Item 5.02 | Departure of Directors or Certain Officers; Election of Directors; Appointment of Certain Officers; Compensatory Arrangements of Certain Officers. |
(b)(c)
On June 12, 2023, the Board of Directors (the “Board”) of Regulus Therapeutics Inc. (the “Company”) appointed Preston Klassen, M.D., as the Company’s President and Head of Research & Development, effective immediately (the “Employment Commencement Date”). Joseph P. Hagan, the Company’s President and Chief Executive Officer, will continue to serve as the Company’s Chief Executive Officer following Dr. Klassen’s appointment as President.
Dr. Klassen, age 54, previously served as President and Chief Operating Officer of Zura Bio Limited from February to April 2023. From June 2020 to February 2023, Dr. Klassen served as President and Chief Executive Officer and as a member of the Board of Directors of Metacrine, Inc., a biopharmaceutical company. From March 2017 to June 2020, Dr. Klassen served as Executive Vice President, Head of Research and Development and Chief Medical Officer of Arena Pharmaceuticals, Inc., a biopharmaceutical company. From June 2016 to March 2017, he was Chief Medical Officer of Laboratoris Sanifit S.L., a biotechnology company, and prior to that, from November 2009 to May 2016, was Executive Vice President, Head of Global Development at Orexigen Therapeutics, Inc. Dr. Klassen also held several positions of increasing responsibility at Amgen Inc., including Therapeutic Area Head for Nephrology. Before joining Amgen, he was a faculty member in the Division of Nephrology at Duke University Medical Center. From February 2014 to May 2020, Dr. Klassen served on the board of directors of Conatus Pharmaceuticals Inc., a publicly traded biotechnology company that merged with Histogen Inc. in May 2020. Dr. Klassen holds a B.S. in Chemistry from Central University of Iowa. Dr. Klassen received his medical degree from the University of Nebraska College of Medicine and completed his residency in internal medicine, fellowship in nephrology, and Master of Health Sciences degree at Duke University.
On June 12, 2023, the Company entered into an employment agreement with Dr. Klassen. Pursuant to the agreement, Dr. Klassen will be entitled to receive an initial base salary of $475,000 per year and will be eligible to receive an annual performance bonus, with a target bonus amount of 50% of his base salary. Dr. Klassen’s base salary and target bonus will be subject to periodic review and adjustment from time to time in the discretion of the Board or the Compensation Committee of the Board.
If the Company terminates Dr. Klassen’s employment without cause (other than due to his death or complete disability) or if Dr. Klassen resigns for good reason at any time other than during the period beginning one month before and ending 12 months following a change in control of the Company, the Company will be obligated to pay Dr. Klassen, subject to his providing the Company with an effective release and waiver of claims, (1) severance payment equal to 12 months of his base salary in effect at the time of such termination or resignation which shall be paid in equal installments in accordance with the Company’s regular payroll schedule commencing after the effective date of the release, (2) a lump sum payment equal to 12 months of healthcare premiums, multiplied by a factor of 2.59 and (3) vesting acceleration of all outstanding options and other equity incentive awards subject to time-based vesting held by Dr. Klassen as of such termination or resignation.
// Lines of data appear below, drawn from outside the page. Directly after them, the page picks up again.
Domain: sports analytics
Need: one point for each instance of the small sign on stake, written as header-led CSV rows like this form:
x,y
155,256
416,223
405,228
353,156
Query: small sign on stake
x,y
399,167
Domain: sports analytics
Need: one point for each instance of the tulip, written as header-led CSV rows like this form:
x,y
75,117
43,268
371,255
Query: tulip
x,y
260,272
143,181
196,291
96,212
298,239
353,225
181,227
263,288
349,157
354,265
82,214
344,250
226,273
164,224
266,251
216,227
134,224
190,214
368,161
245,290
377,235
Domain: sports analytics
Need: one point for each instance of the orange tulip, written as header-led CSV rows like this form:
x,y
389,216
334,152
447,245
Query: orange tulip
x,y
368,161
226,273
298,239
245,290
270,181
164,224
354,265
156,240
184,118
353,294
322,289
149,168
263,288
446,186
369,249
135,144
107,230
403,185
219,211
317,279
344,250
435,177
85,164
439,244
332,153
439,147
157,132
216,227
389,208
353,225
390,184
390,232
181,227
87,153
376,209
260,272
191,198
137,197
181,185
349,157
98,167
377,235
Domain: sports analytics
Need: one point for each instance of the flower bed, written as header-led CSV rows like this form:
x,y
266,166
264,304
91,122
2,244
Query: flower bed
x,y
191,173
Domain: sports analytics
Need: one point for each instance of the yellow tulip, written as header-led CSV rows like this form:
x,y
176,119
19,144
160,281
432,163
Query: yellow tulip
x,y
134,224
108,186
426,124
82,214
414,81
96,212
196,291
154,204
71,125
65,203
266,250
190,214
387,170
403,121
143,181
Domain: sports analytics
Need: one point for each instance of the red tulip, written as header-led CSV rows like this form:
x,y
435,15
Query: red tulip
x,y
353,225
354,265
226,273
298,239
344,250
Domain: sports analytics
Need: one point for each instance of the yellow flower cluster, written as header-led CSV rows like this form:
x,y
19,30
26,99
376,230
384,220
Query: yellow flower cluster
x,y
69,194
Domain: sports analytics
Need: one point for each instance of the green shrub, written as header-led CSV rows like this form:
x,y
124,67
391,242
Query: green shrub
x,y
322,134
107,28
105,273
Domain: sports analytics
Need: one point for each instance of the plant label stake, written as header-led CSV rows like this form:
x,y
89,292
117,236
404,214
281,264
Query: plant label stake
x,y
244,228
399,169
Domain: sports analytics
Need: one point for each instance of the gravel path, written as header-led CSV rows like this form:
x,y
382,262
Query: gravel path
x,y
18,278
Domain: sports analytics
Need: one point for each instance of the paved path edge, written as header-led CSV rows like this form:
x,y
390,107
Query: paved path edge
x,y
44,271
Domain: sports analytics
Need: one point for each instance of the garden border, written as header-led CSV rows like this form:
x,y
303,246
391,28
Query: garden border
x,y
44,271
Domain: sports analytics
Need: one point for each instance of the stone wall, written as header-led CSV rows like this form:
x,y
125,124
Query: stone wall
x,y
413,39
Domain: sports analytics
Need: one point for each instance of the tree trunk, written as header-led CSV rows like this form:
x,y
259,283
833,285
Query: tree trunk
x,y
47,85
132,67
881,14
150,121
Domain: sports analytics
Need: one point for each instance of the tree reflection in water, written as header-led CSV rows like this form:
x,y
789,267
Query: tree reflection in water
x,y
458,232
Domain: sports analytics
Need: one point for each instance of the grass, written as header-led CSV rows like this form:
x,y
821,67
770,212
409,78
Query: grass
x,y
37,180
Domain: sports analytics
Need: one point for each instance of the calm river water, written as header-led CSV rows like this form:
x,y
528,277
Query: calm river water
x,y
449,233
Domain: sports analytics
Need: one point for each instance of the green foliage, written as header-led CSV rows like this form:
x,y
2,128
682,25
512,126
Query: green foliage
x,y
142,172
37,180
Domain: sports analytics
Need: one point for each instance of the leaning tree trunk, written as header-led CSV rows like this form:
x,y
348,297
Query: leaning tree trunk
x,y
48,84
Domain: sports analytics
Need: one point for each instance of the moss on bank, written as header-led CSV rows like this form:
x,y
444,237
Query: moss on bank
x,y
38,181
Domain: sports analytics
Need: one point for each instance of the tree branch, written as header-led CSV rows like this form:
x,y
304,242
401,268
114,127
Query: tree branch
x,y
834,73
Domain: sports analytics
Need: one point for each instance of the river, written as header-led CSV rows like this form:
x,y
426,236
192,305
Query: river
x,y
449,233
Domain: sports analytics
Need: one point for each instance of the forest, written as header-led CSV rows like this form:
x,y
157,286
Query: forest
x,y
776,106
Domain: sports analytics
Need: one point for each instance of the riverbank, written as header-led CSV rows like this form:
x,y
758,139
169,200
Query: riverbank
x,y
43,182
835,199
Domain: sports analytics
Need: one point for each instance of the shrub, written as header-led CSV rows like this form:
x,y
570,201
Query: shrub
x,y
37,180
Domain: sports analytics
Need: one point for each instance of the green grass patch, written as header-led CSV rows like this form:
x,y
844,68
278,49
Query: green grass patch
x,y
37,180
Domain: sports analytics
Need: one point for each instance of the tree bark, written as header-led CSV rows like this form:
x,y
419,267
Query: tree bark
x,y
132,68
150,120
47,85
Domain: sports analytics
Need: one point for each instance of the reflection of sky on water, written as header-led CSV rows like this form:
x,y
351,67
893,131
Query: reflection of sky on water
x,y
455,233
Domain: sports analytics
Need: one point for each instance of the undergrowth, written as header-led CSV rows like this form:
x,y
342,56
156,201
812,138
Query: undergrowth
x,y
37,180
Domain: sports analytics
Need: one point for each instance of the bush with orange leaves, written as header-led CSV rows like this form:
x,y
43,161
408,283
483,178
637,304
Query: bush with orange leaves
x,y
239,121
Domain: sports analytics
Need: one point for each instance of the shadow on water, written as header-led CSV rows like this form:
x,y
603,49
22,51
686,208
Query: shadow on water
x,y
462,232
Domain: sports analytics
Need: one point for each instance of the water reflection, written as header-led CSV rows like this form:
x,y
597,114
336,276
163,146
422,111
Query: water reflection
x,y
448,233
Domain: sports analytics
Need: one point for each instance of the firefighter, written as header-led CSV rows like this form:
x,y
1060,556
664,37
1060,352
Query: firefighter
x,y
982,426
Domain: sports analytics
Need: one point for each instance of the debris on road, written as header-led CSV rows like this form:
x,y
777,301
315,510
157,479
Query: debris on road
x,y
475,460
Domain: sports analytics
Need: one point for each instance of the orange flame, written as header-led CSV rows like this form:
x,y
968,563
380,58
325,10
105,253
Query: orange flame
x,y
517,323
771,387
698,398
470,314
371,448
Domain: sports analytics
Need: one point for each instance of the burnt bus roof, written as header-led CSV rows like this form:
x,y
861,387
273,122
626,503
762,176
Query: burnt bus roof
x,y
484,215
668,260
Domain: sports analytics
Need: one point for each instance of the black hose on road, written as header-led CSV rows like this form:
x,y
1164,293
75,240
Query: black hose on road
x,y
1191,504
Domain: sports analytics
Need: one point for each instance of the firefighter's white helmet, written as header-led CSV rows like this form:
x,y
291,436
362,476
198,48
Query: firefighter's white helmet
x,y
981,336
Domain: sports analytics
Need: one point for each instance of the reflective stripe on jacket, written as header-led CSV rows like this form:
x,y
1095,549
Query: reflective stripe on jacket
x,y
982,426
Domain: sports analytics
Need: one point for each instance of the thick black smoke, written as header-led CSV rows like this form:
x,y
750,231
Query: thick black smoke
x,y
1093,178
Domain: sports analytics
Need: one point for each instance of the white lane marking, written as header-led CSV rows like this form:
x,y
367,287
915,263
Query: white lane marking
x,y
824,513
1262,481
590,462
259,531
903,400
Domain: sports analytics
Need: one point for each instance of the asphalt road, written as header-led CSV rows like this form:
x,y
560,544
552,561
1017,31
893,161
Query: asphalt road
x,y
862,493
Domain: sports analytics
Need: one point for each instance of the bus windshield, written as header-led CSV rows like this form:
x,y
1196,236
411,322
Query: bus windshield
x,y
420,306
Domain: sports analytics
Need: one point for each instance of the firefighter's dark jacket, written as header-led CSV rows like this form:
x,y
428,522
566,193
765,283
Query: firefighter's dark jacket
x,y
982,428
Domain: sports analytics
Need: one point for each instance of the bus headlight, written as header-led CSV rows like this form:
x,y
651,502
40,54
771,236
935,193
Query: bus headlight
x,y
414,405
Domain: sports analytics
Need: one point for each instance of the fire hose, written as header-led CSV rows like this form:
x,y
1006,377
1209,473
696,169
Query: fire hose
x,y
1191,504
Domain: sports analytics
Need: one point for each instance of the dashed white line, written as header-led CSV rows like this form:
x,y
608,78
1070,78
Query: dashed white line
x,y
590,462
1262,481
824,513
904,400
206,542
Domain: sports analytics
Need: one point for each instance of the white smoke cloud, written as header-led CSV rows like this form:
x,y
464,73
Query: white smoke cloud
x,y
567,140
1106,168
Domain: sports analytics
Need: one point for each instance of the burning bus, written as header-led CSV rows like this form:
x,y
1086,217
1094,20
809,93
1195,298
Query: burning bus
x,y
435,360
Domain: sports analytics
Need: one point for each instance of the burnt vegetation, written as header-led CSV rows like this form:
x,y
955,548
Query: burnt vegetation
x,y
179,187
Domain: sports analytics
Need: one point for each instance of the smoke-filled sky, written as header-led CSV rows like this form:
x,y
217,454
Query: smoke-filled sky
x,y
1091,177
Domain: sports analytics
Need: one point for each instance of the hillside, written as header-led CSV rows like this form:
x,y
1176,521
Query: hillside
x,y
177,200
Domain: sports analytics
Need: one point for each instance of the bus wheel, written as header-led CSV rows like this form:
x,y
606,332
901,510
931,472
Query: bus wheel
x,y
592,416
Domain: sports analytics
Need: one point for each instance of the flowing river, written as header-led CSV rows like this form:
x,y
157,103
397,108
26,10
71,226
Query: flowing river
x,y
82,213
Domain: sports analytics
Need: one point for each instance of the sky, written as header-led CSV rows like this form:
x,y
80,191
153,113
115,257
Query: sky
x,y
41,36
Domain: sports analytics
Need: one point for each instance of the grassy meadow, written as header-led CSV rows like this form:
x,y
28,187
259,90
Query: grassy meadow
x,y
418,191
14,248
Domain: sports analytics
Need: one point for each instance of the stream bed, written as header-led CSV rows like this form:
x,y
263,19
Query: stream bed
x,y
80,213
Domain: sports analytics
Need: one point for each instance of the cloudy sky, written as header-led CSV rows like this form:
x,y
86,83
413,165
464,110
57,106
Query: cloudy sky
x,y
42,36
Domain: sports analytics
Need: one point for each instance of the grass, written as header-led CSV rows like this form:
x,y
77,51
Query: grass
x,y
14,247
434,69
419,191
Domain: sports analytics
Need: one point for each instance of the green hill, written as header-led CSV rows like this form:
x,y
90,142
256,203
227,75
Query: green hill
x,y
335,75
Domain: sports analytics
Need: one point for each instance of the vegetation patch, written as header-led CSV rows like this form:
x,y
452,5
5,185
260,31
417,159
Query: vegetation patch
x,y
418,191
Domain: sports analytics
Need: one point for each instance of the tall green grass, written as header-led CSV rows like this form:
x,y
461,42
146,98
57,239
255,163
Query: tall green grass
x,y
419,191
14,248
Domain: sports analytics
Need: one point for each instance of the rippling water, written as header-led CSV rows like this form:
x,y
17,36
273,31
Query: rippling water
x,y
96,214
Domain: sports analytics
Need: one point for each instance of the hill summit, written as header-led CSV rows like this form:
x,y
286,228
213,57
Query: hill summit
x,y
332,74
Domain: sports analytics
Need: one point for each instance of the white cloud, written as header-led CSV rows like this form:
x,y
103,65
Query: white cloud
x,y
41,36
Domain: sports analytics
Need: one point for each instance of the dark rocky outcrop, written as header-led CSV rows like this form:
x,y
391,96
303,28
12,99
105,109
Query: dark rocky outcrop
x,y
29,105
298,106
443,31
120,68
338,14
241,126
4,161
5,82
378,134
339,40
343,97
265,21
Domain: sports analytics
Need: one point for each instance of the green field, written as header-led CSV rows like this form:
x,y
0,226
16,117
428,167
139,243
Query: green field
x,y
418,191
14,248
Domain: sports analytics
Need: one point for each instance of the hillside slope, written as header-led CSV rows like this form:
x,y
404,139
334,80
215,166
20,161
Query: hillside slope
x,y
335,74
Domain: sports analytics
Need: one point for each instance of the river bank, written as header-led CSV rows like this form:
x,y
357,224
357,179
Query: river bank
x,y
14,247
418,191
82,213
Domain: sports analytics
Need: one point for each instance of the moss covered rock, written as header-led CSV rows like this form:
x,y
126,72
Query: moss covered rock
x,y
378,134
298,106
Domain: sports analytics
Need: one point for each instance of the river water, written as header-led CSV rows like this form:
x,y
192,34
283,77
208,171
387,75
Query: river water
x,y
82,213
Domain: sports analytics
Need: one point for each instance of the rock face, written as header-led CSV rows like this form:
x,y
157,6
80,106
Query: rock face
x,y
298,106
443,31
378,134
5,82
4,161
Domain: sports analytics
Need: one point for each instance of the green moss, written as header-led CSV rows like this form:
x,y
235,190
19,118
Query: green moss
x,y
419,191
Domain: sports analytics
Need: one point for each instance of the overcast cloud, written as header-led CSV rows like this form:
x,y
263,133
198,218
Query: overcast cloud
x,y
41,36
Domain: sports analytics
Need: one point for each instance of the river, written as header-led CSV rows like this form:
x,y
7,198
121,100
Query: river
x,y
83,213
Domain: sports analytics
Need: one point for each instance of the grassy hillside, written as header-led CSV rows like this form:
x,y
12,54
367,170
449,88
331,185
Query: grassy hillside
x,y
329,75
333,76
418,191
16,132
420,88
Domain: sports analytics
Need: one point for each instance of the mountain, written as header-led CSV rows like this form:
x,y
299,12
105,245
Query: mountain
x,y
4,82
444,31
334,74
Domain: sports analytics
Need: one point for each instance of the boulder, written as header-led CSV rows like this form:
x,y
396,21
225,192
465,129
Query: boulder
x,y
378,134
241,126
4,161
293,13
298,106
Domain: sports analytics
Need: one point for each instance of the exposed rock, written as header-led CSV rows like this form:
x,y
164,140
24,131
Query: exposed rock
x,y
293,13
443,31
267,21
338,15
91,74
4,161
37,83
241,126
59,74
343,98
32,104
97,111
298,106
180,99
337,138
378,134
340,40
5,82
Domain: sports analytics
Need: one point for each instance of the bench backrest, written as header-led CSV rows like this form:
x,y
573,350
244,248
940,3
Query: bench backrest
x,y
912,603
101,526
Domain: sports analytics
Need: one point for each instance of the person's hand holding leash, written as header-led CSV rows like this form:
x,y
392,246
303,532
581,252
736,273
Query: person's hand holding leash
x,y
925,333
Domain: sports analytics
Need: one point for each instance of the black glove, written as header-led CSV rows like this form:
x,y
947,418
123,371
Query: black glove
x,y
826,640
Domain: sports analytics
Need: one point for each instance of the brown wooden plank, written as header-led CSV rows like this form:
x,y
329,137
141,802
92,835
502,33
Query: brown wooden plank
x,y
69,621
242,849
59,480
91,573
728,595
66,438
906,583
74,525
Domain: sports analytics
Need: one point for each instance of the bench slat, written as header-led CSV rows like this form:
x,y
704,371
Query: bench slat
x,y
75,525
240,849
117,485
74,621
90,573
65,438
If the Company terminates Dr. Klassen’s employment without cause (other than due to his death or complete disability) or if Dr. Klassen resigns for good reason, in each case during the period beginning one month before and ending 12 months following a change in control of the Company, in addition to the severance payment described above, the Company is also obligated to pay Dr. Klassen, subject to his providing the Company with an effective release and waiver of claims, (1) a lump sum payment equal to the target amount of Dr. Klassen’s annual performance bonus for the year of termination or resignation and (2) vesting acceleration of all outstanding options and other equity incentive awards subject to performance-based vesting held by Dr. Klassen as of such termination or resignation.
Upon the Employment Commencement Date, Dr. Klassen will be granted (i) a stock option under the Company’s 2021 Inducement Plan to purchase 250,000 shares of the Company’s common stock and (ii) a stock option to purchase 100,000 shares of the Company’s common stock under the Company’s 2019 Equity Incentive Plan. Each of the options will have an exercise price equal to the fair market value on the date of grant and will vest as follows: 25% of the option will vest on the first anniversary of the Employment Commencement Date and the balance will vest in equal monthly installments over the following 36 months.